A oltre sei anni dalla morte di Stefano Cucchi e a poche settimane dalla richiesta di un incidente probatorio della Procura di Roma, Altreconomia ha deciso di ricostruire, momento per momento, luogo per luogo, referto per referto, i sette giorni trascorsi dal geometra romano nelle mani dello Stato. Guarda la nostra mappa navigabile

php3SArTm8819

Dall’arresto, in via Lemonia, del 15 ottobre 2009, alla morte presso il presidio ospedaliero protetto del Sandro Pertini di Roma. Passando per le stazioni dell’Arma dei carabinieri -dove sarebbe avvenuto il presunto “violentissimo pestaggio”, come sostiene oggi la Procura di Roma-, il tribunale di piazzale Clodio, il carcere di Regina Coeli, il pronto soccorso dell’ospedale Fatebenefratelli. 

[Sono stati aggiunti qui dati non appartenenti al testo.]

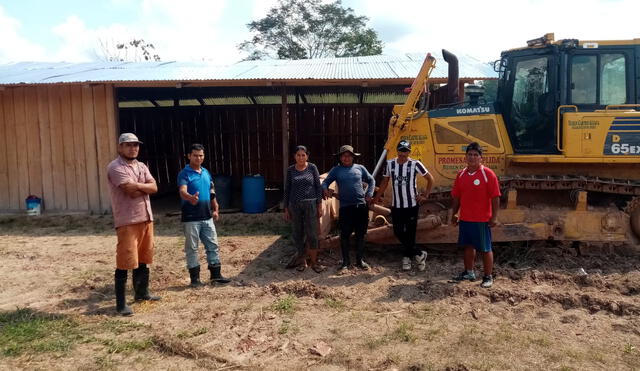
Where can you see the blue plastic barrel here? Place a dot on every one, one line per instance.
(223, 191)
(253, 194)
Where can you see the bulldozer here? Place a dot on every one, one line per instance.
(563, 136)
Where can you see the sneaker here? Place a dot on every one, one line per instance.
(487, 281)
(465, 276)
(421, 261)
(406, 264)
(363, 265)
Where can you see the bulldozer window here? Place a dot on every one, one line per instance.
(530, 128)
(598, 79)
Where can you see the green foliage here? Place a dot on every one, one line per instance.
(135, 50)
(304, 29)
(23, 331)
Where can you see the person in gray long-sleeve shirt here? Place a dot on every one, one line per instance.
(354, 202)
(302, 206)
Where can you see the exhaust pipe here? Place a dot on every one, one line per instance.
(453, 80)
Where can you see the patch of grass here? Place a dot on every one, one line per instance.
(335, 304)
(541, 341)
(629, 348)
(105, 362)
(286, 305)
(26, 331)
(468, 338)
(130, 346)
(432, 333)
(192, 333)
(374, 343)
(504, 335)
(403, 333)
(119, 327)
(288, 328)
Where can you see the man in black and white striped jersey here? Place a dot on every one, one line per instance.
(403, 171)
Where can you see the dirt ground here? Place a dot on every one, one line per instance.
(57, 306)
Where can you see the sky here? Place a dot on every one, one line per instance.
(210, 30)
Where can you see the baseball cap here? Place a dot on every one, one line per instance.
(128, 138)
(404, 145)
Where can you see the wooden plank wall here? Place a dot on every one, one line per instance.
(55, 143)
(243, 140)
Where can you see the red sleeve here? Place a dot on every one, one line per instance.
(118, 176)
(148, 178)
(455, 192)
(494, 185)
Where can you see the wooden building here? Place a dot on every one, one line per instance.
(59, 123)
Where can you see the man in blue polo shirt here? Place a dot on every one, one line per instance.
(199, 209)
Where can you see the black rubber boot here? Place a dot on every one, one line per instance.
(360, 263)
(141, 284)
(120, 286)
(216, 277)
(344, 246)
(194, 273)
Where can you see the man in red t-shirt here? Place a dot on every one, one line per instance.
(476, 194)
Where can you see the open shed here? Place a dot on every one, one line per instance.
(59, 122)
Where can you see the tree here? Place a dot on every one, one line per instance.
(303, 29)
(136, 50)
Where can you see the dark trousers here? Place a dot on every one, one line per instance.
(353, 218)
(405, 222)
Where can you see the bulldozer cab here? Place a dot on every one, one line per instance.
(535, 81)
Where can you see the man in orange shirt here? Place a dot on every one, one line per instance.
(476, 194)
(131, 184)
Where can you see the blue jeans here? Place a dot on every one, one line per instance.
(194, 232)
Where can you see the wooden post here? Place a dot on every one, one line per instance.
(285, 134)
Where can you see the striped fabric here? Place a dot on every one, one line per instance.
(403, 180)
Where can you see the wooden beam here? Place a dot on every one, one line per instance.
(112, 120)
(4, 172)
(285, 132)
(90, 149)
(34, 148)
(21, 144)
(102, 143)
(68, 146)
(45, 143)
(78, 140)
(57, 150)
(12, 150)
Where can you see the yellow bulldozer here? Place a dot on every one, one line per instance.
(563, 135)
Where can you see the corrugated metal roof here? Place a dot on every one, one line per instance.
(353, 68)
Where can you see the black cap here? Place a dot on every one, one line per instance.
(404, 146)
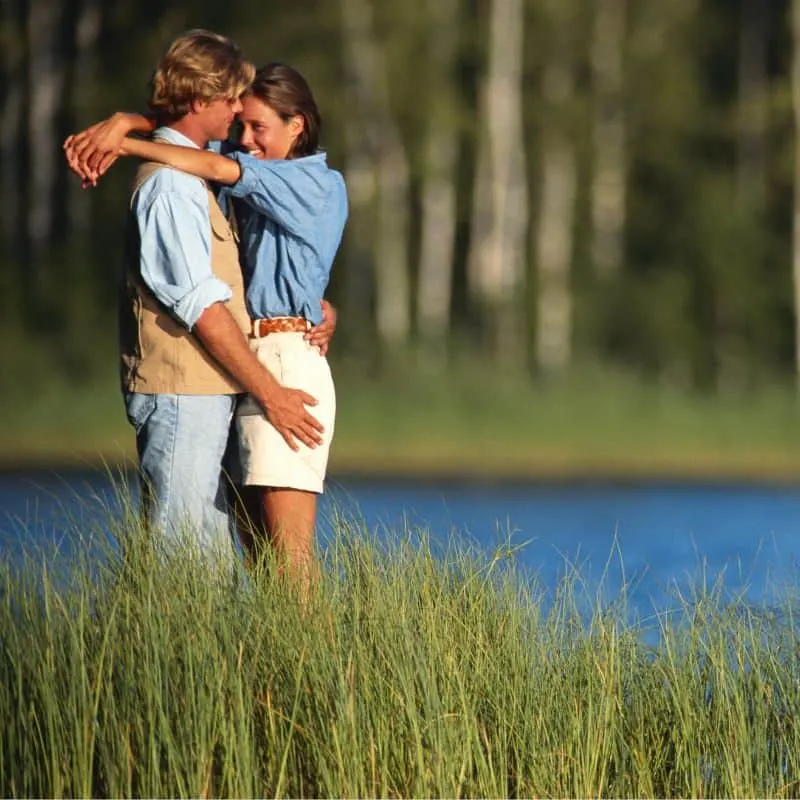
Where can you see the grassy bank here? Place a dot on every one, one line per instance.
(475, 422)
(405, 675)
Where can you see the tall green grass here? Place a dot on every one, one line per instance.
(409, 672)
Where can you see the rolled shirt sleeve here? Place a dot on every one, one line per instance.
(294, 193)
(171, 209)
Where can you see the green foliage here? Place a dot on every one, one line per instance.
(412, 670)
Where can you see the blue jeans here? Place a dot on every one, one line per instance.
(181, 441)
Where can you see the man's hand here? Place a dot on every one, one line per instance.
(286, 410)
(320, 335)
(91, 152)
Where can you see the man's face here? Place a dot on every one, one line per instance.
(218, 115)
(264, 133)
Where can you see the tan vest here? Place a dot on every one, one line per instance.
(159, 356)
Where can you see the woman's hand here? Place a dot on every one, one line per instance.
(320, 335)
(92, 151)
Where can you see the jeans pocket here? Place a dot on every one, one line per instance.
(139, 407)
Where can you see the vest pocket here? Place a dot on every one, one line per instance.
(220, 227)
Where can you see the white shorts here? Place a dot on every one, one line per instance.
(266, 459)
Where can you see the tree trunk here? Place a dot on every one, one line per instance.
(608, 190)
(752, 128)
(45, 85)
(434, 287)
(11, 165)
(367, 72)
(553, 242)
(496, 263)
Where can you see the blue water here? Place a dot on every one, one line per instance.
(657, 540)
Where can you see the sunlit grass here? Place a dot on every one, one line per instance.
(412, 671)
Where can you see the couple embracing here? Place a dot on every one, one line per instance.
(222, 320)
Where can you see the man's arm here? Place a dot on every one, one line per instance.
(285, 408)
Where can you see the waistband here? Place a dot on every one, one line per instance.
(263, 327)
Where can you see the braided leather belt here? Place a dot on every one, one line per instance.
(263, 327)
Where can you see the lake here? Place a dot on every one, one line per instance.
(656, 539)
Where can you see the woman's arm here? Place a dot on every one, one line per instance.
(92, 151)
(203, 163)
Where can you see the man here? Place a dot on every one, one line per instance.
(183, 319)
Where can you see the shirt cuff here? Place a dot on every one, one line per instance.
(192, 305)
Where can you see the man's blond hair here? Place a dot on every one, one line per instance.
(198, 66)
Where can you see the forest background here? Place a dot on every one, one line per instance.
(573, 238)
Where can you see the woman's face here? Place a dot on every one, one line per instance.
(264, 133)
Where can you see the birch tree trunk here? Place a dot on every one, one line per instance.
(553, 237)
(496, 262)
(608, 190)
(367, 71)
(434, 287)
(795, 12)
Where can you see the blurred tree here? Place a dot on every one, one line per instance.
(497, 255)
(608, 190)
(554, 232)
(434, 283)
(378, 137)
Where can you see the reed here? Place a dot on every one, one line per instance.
(413, 670)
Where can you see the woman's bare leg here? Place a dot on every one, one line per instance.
(290, 516)
(248, 511)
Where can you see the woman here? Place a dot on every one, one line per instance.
(290, 210)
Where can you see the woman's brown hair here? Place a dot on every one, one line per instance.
(286, 92)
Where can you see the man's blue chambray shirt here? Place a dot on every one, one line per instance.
(171, 210)
(291, 217)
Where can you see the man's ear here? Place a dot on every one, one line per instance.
(297, 125)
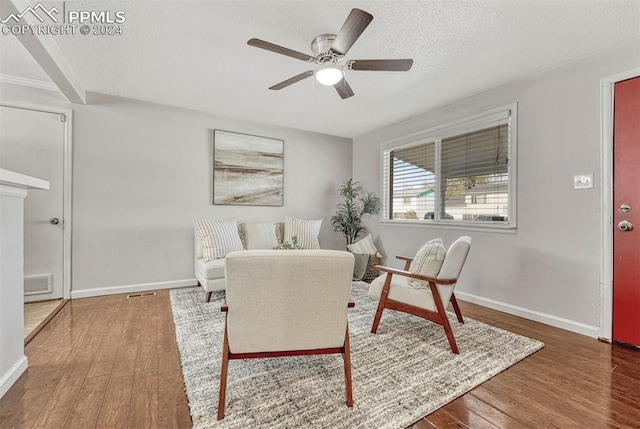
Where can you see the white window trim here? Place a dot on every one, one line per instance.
(467, 124)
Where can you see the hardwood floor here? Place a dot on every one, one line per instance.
(112, 362)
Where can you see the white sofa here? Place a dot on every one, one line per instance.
(211, 274)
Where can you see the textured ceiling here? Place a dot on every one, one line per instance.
(193, 54)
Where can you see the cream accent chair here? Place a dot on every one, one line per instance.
(286, 303)
(396, 294)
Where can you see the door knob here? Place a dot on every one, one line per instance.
(625, 225)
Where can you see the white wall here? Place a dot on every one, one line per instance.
(142, 172)
(549, 270)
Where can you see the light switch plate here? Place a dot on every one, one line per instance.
(583, 181)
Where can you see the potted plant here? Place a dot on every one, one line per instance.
(349, 216)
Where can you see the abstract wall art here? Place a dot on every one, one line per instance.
(247, 170)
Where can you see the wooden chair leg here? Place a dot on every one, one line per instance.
(449, 332)
(381, 303)
(444, 321)
(346, 356)
(223, 374)
(456, 308)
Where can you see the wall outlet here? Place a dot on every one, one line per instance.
(583, 181)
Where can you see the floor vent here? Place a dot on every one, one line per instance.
(140, 295)
(35, 285)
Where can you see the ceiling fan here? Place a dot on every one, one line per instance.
(329, 51)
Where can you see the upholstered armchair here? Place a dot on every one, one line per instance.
(286, 303)
(425, 286)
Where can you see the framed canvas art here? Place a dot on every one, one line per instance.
(248, 170)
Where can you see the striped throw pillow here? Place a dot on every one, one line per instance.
(218, 238)
(307, 232)
(427, 262)
(364, 245)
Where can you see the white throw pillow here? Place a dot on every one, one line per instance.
(307, 232)
(218, 238)
(364, 245)
(260, 236)
(427, 262)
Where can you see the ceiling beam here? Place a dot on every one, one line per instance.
(46, 52)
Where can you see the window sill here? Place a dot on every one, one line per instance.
(488, 228)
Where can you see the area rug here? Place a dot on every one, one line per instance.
(400, 374)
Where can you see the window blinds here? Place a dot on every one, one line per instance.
(463, 176)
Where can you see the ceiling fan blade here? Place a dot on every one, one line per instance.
(279, 49)
(292, 80)
(352, 28)
(343, 89)
(380, 65)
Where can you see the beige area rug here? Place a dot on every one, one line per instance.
(400, 375)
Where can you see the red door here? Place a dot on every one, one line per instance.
(626, 217)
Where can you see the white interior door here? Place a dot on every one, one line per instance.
(32, 143)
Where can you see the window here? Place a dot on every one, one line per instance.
(463, 173)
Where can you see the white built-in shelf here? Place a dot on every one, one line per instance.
(17, 180)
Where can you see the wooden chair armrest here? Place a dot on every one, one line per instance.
(415, 276)
(407, 261)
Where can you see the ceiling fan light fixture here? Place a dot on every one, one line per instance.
(329, 75)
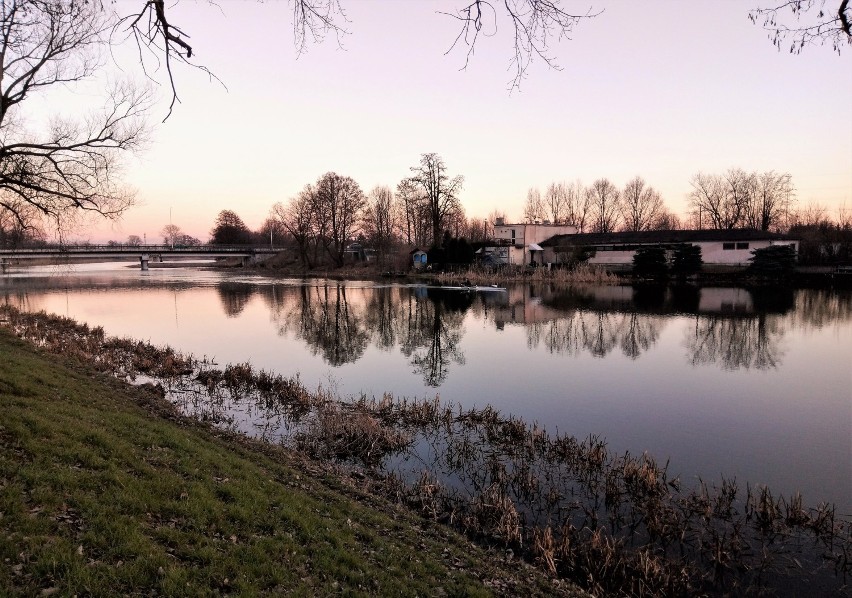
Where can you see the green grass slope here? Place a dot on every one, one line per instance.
(105, 491)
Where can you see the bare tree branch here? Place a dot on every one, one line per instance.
(812, 24)
(535, 24)
(71, 165)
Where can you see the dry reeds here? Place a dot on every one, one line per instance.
(584, 273)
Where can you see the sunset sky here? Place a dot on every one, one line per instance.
(661, 89)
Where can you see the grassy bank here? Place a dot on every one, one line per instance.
(106, 490)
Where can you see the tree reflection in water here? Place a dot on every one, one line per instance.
(434, 332)
(736, 343)
(732, 328)
(339, 322)
(234, 297)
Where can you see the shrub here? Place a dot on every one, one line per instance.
(773, 261)
(650, 261)
(686, 260)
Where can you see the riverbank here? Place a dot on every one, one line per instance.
(619, 522)
(802, 277)
(105, 489)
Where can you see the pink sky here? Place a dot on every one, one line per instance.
(662, 89)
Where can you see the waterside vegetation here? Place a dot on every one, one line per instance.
(615, 523)
(106, 489)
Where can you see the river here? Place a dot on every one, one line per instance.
(751, 383)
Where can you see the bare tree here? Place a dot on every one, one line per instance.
(297, 219)
(577, 205)
(20, 226)
(68, 165)
(555, 203)
(641, 205)
(666, 220)
(380, 220)
(721, 201)
(412, 220)
(770, 201)
(493, 217)
(534, 23)
(813, 214)
(604, 201)
(338, 202)
(533, 207)
(803, 23)
(171, 234)
(440, 192)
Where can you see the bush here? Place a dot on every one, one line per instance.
(686, 260)
(650, 261)
(773, 261)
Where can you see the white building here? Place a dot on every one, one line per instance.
(718, 247)
(520, 244)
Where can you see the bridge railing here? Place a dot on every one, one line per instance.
(137, 249)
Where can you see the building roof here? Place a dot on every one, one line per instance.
(665, 237)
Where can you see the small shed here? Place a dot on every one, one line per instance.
(418, 259)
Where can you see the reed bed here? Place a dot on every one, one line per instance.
(582, 274)
(615, 523)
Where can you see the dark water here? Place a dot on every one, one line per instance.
(752, 383)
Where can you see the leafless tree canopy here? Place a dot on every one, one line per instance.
(68, 165)
(739, 199)
(802, 23)
(380, 220)
(641, 205)
(440, 192)
(325, 216)
(605, 204)
(535, 25)
(533, 207)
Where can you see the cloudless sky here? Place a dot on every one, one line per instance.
(663, 89)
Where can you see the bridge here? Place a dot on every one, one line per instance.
(145, 253)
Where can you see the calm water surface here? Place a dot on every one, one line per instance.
(755, 384)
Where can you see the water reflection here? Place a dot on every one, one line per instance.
(733, 328)
(734, 343)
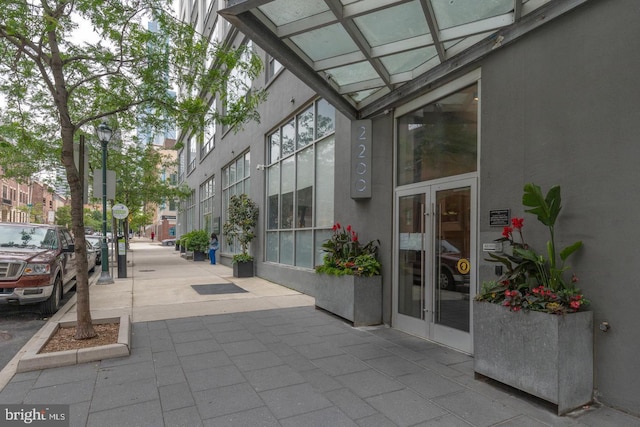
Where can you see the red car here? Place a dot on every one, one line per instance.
(37, 265)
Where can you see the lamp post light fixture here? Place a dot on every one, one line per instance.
(104, 135)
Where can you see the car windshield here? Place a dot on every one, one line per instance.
(95, 241)
(448, 248)
(28, 237)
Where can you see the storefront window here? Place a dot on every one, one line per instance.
(207, 192)
(300, 186)
(439, 139)
(236, 179)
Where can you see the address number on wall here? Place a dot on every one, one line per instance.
(361, 159)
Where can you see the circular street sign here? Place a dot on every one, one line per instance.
(120, 211)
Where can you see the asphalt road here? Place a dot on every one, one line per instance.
(17, 325)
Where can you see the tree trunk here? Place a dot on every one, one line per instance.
(84, 330)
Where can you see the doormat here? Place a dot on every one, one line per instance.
(218, 289)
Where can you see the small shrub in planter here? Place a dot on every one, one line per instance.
(239, 227)
(197, 241)
(345, 255)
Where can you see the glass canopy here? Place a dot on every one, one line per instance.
(357, 53)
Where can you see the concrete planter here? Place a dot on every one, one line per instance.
(546, 355)
(243, 269)
(357, 299)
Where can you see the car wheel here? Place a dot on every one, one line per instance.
(51, 305)
(446, 280)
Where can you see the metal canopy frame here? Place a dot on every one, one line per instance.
(368, 56)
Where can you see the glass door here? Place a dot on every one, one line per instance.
(434, 263)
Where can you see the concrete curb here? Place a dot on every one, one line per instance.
(32, 360)
(7, 373)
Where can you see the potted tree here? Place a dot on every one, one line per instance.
(239, 229)
(530, 327)
(198, 243)
(350, 284)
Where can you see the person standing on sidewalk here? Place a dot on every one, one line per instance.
(213, 247)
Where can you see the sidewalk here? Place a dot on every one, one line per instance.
(264, 356)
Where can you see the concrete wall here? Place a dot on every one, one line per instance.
(560, 107)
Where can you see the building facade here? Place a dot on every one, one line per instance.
(425, 141)
(30, 201)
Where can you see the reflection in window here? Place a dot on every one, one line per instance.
(439, 139)
(207, 193)
(236, 179)
(300, 187)
(288, 138)
(305, 127)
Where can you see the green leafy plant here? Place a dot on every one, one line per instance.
(531, 281)
(240, 225)
(345, 255)
(196, 240)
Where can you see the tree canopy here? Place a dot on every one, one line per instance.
(67, 65)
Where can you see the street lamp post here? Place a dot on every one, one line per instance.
(104, 135)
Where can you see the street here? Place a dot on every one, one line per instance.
(18, 324)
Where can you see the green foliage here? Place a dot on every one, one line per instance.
(531, 281)
(241, 221)
(63, 84)
(345, 255)
(241, 258)
(63, 216)
(196, 240)
(93, 219)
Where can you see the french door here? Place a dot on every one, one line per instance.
(435, 261)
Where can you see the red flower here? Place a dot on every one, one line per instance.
(517, 223)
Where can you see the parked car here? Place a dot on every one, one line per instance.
(169, 242)
(37, 265)
(92, 256)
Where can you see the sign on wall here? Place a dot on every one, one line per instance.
(361, 159)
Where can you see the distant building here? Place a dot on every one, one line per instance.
(31, 201)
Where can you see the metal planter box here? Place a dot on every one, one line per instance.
(243, 269)
(355, 298)
(546, 355)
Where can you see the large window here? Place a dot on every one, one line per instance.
(236, 179)
(207, 192)
(300, 186)
(209, 134)
(192, 146)
(439, 139)
(272, 68)
(190, 211)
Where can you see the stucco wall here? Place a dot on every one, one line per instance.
(560, 107)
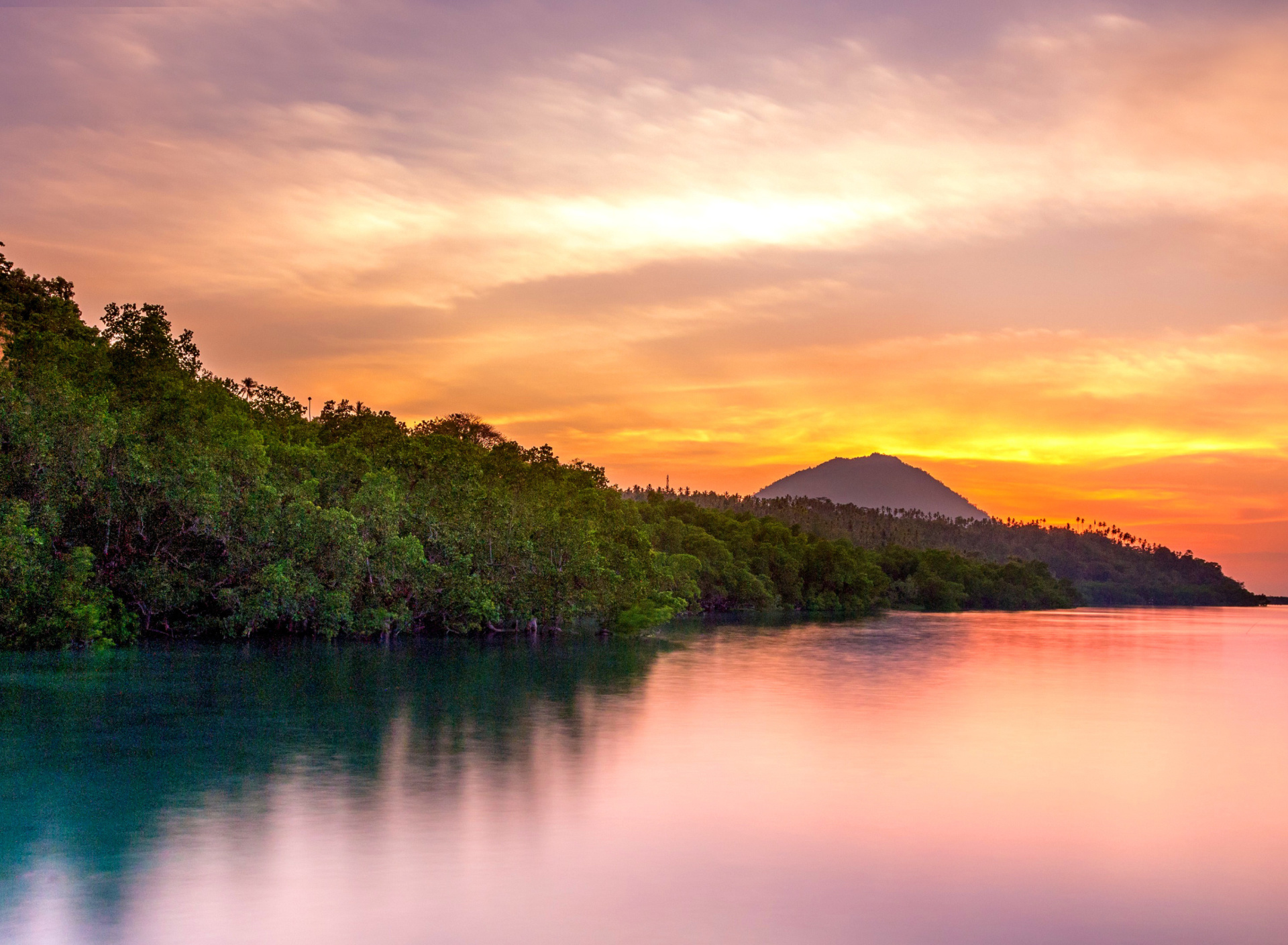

Dal registro del fotosegnalamento alterato con il bianchetto per nascondere l’aggressione, all’epitaffio: “Presunta morte naturale”.
 
La ricostruzione (aggiornata al 5 gennaio 2016) ha preso le inedite forme di una mappa navigabile, una sorta di linea del tempo interattiva che consente ai lettori di comprendere pienamente la dinamica dei fatti, la quale da poco ha assunto nuova luce.
 
È il tentativo giornalistico di rimanere aderenti ai fatti, coperti in queste ore dalle strumentali polemiche alimentate da chi invoca oggi “cautela” nell’utilizzo dei canali di comunicazione dopo anni di insulti a danno della famiglia Cucchi.
 
Questo nuovo lavoro ha preso il nome di quello già pubblicato nell’ottobre 2013, in occasione del quarto anniversario della morte, sotto forma di libro-inchiesta (la versione digitale è comprensiva di tutti gli aggiornamenti). Un documento che ha assunto particolare importanza per l’analisi delle perizie medico-legali, oggi (fortunatamente) costrette ad una incisiva revisione.